You can't kill someone with too much o2 unless they have COPD and that isn't usually fast.

Thanks... there are just so many things about dying patients and how their bodies are working (or not working, whatever), and things that I have been told will actually make the process quicker.

I didn't know that if you deep suction a dying patient it will hasten the process. I thought that deep suctioning would make them more comfortable but I didn't realize it was either not a good idea or... probably rather pointless really?

I bring that up because i had a patient a couple of weeks ago who was *drowning* or at least sounded like she was. In fact she had secretions coming out of her mouth, even. I yankaur-ed her but that didn't help a lot and the family still wasn't comfortable and she didn't seem comfortable. So I thought deep suction would help. I called the RT who said she would suction the back of her throat but not go all the way down. This did help.

Later I was told that deep suctioning will "send them over the edge".

(BTW this pt had end stage CHF and COPD, not cancer)

Specializes in Med/Surg, Psych..
as i said ,"not to a pt. who is in noooooooodistress whatsoever!no vs sign prob, no crying out, no dyspnea!!!!!!!!!!!!!!you become hospice,your talking ,you walking,your eating,your in moderate pain, you get ordered ms04,abhr& u become unconsious, getting ms04 round the clock,so the family can feel closure???when did i become god, (or the devil)?btw, i work in a christian home.

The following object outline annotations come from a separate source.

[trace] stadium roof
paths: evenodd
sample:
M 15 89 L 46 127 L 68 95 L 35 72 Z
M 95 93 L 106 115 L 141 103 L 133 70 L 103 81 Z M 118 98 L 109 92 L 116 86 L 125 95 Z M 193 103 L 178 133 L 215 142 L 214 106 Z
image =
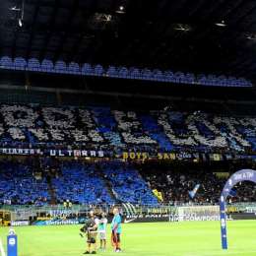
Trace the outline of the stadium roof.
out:
M 255 81 L 256 2 L 2 0 L 0 55 Z

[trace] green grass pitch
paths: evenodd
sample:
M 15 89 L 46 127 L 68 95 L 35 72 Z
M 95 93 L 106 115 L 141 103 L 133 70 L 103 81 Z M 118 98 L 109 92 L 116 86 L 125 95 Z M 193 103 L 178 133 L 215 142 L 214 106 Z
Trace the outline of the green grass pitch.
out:
M 16 227 L 19 256 L 83 255 L 79 225 Z M 0 236 L 6 246 L 7 227 Z M 229 249 L 223 251 L 219 222 L 123 224 L 123 256 L 256 256 L 256 222 L 228 222 Z M 108 232 L 109 238 L 109 232 Z M 108 241 L 106 252 L 115 255 Z

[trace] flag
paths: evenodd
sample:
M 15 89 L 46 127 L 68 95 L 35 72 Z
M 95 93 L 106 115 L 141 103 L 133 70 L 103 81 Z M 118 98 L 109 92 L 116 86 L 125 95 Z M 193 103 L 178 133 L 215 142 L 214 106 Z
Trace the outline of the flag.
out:
M 230 192 L 229 192 L 229 196 L 230 197 L 235 197 L 236 196 L 236 190 L 234 189 L 234 188 L 232 188 L 231 190 L 230 190 Z
M 193 190 L 188 192 L 190 198 L 194 199 L 199 188 L 200 188 L 200 184 L 196 184 L 195 187 L 193 188 Z

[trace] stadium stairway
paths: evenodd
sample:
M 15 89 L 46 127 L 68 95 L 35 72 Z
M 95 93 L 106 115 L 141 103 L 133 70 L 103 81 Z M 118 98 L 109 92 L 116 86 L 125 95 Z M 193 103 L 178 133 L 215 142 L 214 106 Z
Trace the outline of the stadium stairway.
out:
M 111 182 L 106 178 L 106 176 L 103 173 L 103 170 L 100 169 L 100 171 L 98 172 L 98 176 L 102 179 L 102 181 L 104 182 L 105 188 L 108 192 L 108 194 L 110 195 L 111 199 L 113 200 L 113 202 L 115 203 L 119 203 L 119 200 L 117 199 L 117 197 L 114 194 L 114 191 L 112 189 L 111 186 Z
M 48 191 L 49 191 L 49 195 L 50 195 L 50 205 L 53 206 L 53 205 L 57 204 L 57 197 L 55 194 L 55 190 L 52 186 L 51 179 L 47 183 L 48 183 Z

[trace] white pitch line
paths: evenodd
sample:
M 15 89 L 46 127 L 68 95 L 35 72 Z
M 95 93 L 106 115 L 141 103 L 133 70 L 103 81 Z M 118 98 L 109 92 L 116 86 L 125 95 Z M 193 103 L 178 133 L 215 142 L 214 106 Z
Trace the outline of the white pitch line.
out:
M 5 256 L 5 250 L 4 250 L 4 246 L 3 246 L 3 242 L 2 239 L 0 238 L 0 252 L 2 256 Z

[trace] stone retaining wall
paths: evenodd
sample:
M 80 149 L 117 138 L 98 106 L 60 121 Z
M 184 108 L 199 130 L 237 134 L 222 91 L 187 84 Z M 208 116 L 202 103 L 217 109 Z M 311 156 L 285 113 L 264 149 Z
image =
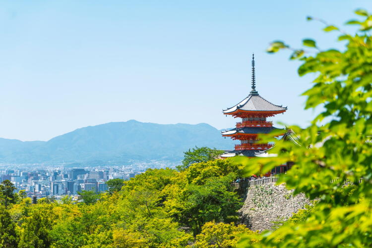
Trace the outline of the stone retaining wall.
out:
M 284 184 L 269 183 L 249 187 L 239 210 L 241 221 L 252 230 L 270 229 L 273 222 L 284 221 L 310 201 L 304 194 L 295 197 Z

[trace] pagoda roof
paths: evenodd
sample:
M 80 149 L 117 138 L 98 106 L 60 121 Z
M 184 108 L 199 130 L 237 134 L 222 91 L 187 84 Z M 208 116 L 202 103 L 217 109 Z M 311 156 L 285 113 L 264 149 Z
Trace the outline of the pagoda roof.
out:
M 287 107 L 275 105 L 261 97 L 257 92 L 252 91 L 248 96 L 235 106 L 223 110 L 224 114 L 238 110 L 257 112 L 284 112 Z
M 237 133 L 247 134 L 268 134 L 272 131 L 277 129 L 280 129 L 275 127 L 245 127 L 233 128 L 230 130 L 222 131 L 221 133 L 222 135 L 232 135 Z

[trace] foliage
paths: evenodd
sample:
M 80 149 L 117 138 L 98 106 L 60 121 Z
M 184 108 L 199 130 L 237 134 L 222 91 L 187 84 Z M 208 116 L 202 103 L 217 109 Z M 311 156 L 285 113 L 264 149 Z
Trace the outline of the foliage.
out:
M 10 181 L 4 180 L 0 184 L 0 202 L 7 209 L 9 203 L 15 203 L 16 195 L 14 193 L 16 188 Z
M 189 184 L 201 185 L 212 177 L 227 176 L 230 173 L 234 173 L 235 177 L 238 177 L 243 174 L 242 169 L 230 160 L 215 159 L 192 164 L 188 167 L 186 175 Z
M 229 221 L 234 219 L 242 203 L 230 190 L 234 175 L 212 178 L 202 185 L 189 184 L 165 204 L 170 215 L 188 225 L 194 235 L 201 231 L 205 222 Z
M 190 247 L 235 248 L 243 234 L 256 235 L 257 239 L 259 238 L 257 232 L 251 231 L 244 225 L 236 226 L 233 223 L 225 224 L 221 222 L 216 224 L 214 221 L 207 222 L 203 226 L 201 233 L 196 236 L 196 242 Z M 251 239 L 249 243 L 251 244 L 258 242 L 258 239 Z
M 195 147 L 192 149 L 188 149 L 184 152 L 185 156 L 182 160 L 182 165 L 177 167 L 180 171 L 184 170 L 195 163 L 200 163 L 213 160 L 224 153 L 223 150 L 217 150 L 216 149 L 210 149 L 203 147 Z
M 33 211 L 23 225 L 19 248 L 50 247 L 51 240 L 48 231 L 50 224 L 47 216 L 42 215 L 38 211 Z
M 289 127 L 297 144 L 286 139 L 276 142 L 270 152 L 277 156 L 255 158 L 249 163 L 236 160 L 247 165 L 249 174 L 294 162 L 279 183 L 285 183 L 295 194 L 318 199 L 311 211 L 300 212 L 277 230 L 265 233 L 257 247 L 372 246 L 372 149 L 367 142 L 372 135 L 372 38 L 368 32 L 372 15 L 360 9 L 356 13 L 362 19 L 347 23 L 359 25 L 354 34 L 308 18 L 325 24 L 325 32 L 338 32 L 338 40 L 345 46 L 342 50 L 322 50 L 309 39 L 304 45 L 313 51 L 305 52 L 280 41 L 268 49 L 292 50 L 290 58 L 302 63 L 299 75 L 314 75 L 312 87 L 303 94 L 307 96 L 305 108 L 323 111 L 305 129 Z M 242 241 L 242 247 L 247 245 Z
M 122 189 L 124 185 L 124 180 L 120 178 L 110 179 L 106 182 L 106 184 L 109 188 L 109 193 L 112 195 L 114 192 L 117 192 Z
M 0 248 L 18 247 L 18 236 L 9 212 L 0 206 Z

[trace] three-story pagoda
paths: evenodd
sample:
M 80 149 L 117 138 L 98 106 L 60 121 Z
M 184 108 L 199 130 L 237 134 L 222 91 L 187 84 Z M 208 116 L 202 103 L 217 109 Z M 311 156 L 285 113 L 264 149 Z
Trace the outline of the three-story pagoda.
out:
M 254 72 L 254 54 L 253 54 L 251 91 L 240 102 L 223 110 L 224 114 L 242 119 L 241 122 L 237 123 L 235 128 L 221 132 L 223 136 L 239 140 L 241 144 L 236 145 L 234 150 L 222 154 L 222 157 L 236 155 L 254 157 L 270 148 L 272 144 L 257 144 L 258 135 L 268 134 L 273 130 L 278 129 L 273 126 L 272 121 L 267 121 L 266 118 L 287 110 L 287 107 L 275 105 L 258 94 L 256 91 Z

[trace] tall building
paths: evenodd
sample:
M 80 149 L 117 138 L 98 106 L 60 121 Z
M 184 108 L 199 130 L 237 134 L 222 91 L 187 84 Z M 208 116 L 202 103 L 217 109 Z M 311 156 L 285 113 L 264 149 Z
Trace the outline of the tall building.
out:
M 77 179 L 79 175 L 85 175 L 88 172 L 84 169 L 72 169 L 70 172 L 70 179 L 73 180 Z
M 75 182 L 73 181 L 68 181 L 67 182 L 67 191 L 70 192 L 70 194 L 73 194 L 73 186 Z
M 96 187 L 96 184 L 87 183 L 83 184 L 84 186 L 84 190 L 86 191 L 96 191 L 97 187 Z
M 51 188 L 52 195 L 57 196 L 64 194 L 64 187 L 61 183 L 52 182 Z
M 254 71 L 254 55 L 252 58 L 252 89 L 248 96 L 236 105 L 223 110 L 224 114 L 241 118 L 242 121 L 237 122 L 236 127 L 230 130 L 222 132 L 222 136 L 240 141 L 241 144 L 235 146 L 233 150 L 229 151 L 221 155 L 223 158 L 236 155 L 254 157 L 261 153 L 273 145 L 257 144 L 259 134 L 268 134 L 278 129 L 268 121 L 267 117 L 284 113 L 287 107 L 275 105 L 266 100 L 256 90 Z M 283 134 L 285 131 L 283 130 Z
M 98 191 L 99 192 L 105 192 L 107 191 L 108 190 L 107 184 L 105 183 L 98 183 Z
M 89 171 L 89 178 L 94 178 L 96 179 L 103 179 L 103 171 L 98 170 L 92 170 Z
M 79 184 L 74 184 L 73 185 L 73 194 L 77 195 L 78 192 L 81 191 L 81 186 Z

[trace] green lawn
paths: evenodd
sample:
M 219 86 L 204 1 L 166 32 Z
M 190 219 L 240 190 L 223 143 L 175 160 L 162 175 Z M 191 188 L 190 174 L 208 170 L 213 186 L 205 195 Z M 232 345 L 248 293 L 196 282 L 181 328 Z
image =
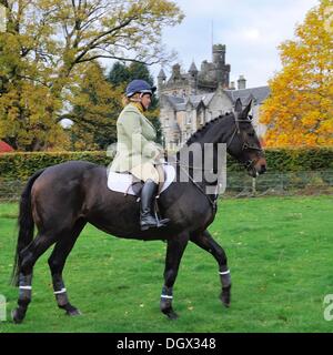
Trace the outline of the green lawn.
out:
M 18 291 L 9 285 L 17 204 L 0 204 L 0 294 L 8 321 L 0 332 L 332 332 L 324 320 L 333 294 L 333 197 L 222 200 L 210 227 L 232 272 L 232 306 L 218 296 L 218 265 L 189 244 L 174 286 L 169 321 L 159 310 L 163 242 L 124 241 L 87 226 L 64 272 L 68 317 L 52 294 L 46 253 L 34 267 L 33 298 L 21 325 L 9 320 Z

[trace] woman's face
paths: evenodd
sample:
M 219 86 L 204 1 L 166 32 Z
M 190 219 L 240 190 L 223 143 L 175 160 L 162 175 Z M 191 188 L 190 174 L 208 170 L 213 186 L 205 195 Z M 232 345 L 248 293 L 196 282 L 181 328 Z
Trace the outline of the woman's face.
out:
M 151 95 L 150 93 L 145 93 L 144 95 L 142 95 L 141 98 L 141 104 L 143 105 L 143 108 L 145 110 L 148 110 L 148 108 L 150 106 L 151 104 Z

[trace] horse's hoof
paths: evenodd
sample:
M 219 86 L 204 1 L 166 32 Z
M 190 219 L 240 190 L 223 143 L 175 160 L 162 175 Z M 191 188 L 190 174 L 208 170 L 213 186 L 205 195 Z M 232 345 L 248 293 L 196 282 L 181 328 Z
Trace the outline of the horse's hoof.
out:
M 20 324 L 23 322 L 24 317 L 22 317 L 20 314 L 19 314 L 19 311 L 18 310 L 13 310 L 11 311 L 11 318 L 13 321 L 13 323 L 16 324 Z
M 178 314 L 174 311 L 170 311 L 170 312 L 165 313 L 165 315 L 171 321 L 175 321 L 178 318 Z
M 68 310 L 68 311 L 65 311 L 65 314 L 69 315 L 70 317 L 75 317 L 78 315 L 82 315 L 82 313 L 78 308 Z
M 222 301 L 224 307 L 229 308 L 230 304 L 231 304 L 231 300 L 230 300 L 230 288 L 229 290 L 223 290 L 222 294 L 220 296 L 220 300 Z

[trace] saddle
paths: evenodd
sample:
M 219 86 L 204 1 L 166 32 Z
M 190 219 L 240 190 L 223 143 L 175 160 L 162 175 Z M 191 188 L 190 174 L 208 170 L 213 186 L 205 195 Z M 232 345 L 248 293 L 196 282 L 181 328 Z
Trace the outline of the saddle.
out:
M 164 182 L 159 185 L 160 195 L 164 192 L 175 179 L 175 169 L 173 165 L 163 165 Z M 140 193 L 143 186 L 143 182 L 131 173 L 117 173 L 108 171 L 108 187 L 115 192 L 122 192 L 124 195 L 134 195 L 140 197 Z

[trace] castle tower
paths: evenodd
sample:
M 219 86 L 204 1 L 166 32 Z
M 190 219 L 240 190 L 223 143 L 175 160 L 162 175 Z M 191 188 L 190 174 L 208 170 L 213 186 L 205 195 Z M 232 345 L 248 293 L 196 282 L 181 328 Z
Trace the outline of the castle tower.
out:
M 164 73 L 164 70 L 161 69 L 158 75 L 158 89 L 159 89 L 159 93 L 161 94 L 161 89 L 163 87 L 163 84 L 165 83 L 167 80 L 167 75 Z
M 225 64 L 225 44 L 213 45 L 213 64 L 215 65 L 215 77 L 218 84 L 229 88 L 230 82 L 230 64 Z
M 238 89 L 246 89 L 246 79 L 244 78 L 244 75 L 240 75 L 240 79 L 238 80 Z
M 196 90 L 198 90 L 198 69 L 195 67 L 194 61 L 192 62 L 190 69 L 189 69 L 189 84 L 191 88 L 191 93 L 192 94 L 196 94 Z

We are all entitled to have our own beleifs, its like the issue of abortion, some people think its ok and the others dont. No one is pointing finger at you here. Please do not take it personally:)

Even though I have personanlly experienced the horror of pain by watching my sister dying from cancer but I feel that in order for us to understand our patients better specially the one who are not able to communicate their needs to us anymore, we need to put our sleves in their shoes so that we can understand what it would be like to lay there on the bed with whole bunch of tumors inside you basically eating you alive and you are in horrible pain, you can not tell anyone and you are basically at the mercy of the nurses and doctors.

So when I assess my patient this is what I do, I put myself in their shoes and as a nurse try my best to put aside my beleif....I simply think of that dying patient...nothing else.

i'm hearig examples of people who, for instance, were in dior pain, or who had vss.india\cating possible pain:i'm talking about neither.i read the article ,and i wonder how you prove someone is in pain,when they are unconscious?it's interesting to note,who wrote these articles, pharmacuetical companies, or what is the agenda? also, i'm a great believer that the lord planned that his people would find pain relieving drugs.i just don't believe in snowing pt's for fam. closure, or so staff can say"next".iv'e doubted studies before,that have been shown latter ti be wrong.

please excuse all the typos, i was too intense to remember to proof read.